Geologists disregarded the natural cause and mentioned that the earthquake is merely coincidental. The earthquake could have generated a new fracture system and weakened strata surrounding the Banjar-Panji 1 well, but it does not support the formation of a hydraulic fracture to create the main eruption vent 200 m away from the borehole. Apart from that, there was no other mud volcano reported on Java after the earthquake and the main drilling site is 300 km (186.5 miles) away from the earthquake's epicenter. The intensity of the earthquake at the drilling site was estimated to have been only magnitude 2 on Richter scale, the same effect as of a heavy truck passing over the area

Legal case

On 5 June 2006, MedcoEnergi (one partner company in the Brantas PSC area) sent a letter to PT Lapindo Brantas which accused them of breaching safety procedures during the drilling process. The letter further attributes "gross negligence" to the operator company for not equipping the well bore with safety steel casing. Soon afterwards vice president Jusuf Kalla announced that PT Lapindo Brantas and the owner, the Bakrie Group, must compensate thousands of victims affected by the mud flows. A criminal investigation was then started against several senior executives of the company because the drilling operation has put the lives of local people at risk.

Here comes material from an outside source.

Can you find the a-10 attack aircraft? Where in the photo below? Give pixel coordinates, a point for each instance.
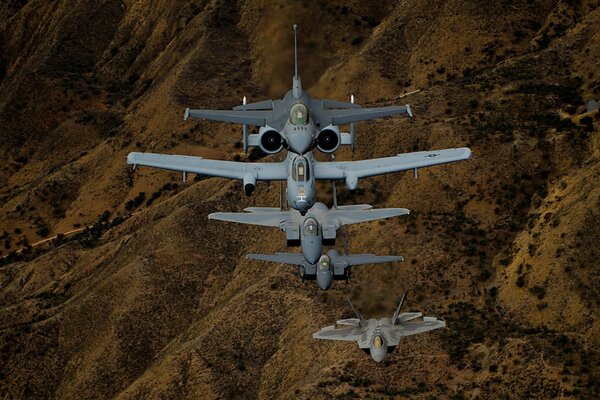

Aburizal Bakrie frequently said that he is not involved in the company's operation and further detached himself from the incident.[citation needed] Even in his capacity as Minister of Welfare, Aburizal Bakrie was reluctant to visit the disaster site.[citation needed] Aburizal Bakrie's family business group, Bakrie Group, one of the owners of PT Lapindo Brantas, had been trying to distance themselves from the Lusi incident. Afraid of being liable for the disaster, Bakrie Group announced that they would sell PT Lapindo Brantas to an offshore company for only $2, but Indonesia's Capital Markets Supervisory Agency blocked the sale.[13] A further attempt was made to try to sell to a company registered in the Virgin Islands, the Freehold Group, for US$1 million, which was also halted by the government supervisory agency for being an invalid sale. Lapindo Brantas was asked to pay about 2.5 trillion rupiah (about US$ 276.8 million) to the victims and about 1.3 trillion rupiah as additional costs to stop the flow. Some analysts predict that the Bakrie Group will try any attempts, including the announcement of bankruptcy, to avoid the cost of clean up which could amount to US$ 1 billion.

On 15 August 2006, the East Java police seized the Banjar-Panji 1 well to secure it for the court case. The Indonesian environmental watchdog, WALHI, have meanwhile filed suit against PT Lapindo Brantas, President Susilo Bambang Yudhoyono, the Indonesian Minister of Energy, the Indonesian Minister of Environmental Affairs and local officials.

After investigations by independent experts, police have concluded the mud flow as an "underground blow out", triggered by the drilling activity. It is further noted that the steel casing lining had not been used which could prevent the disaster. Thirteen Lapindo Brantas' executives and engineers face twelve charges of violating Indonesian laws.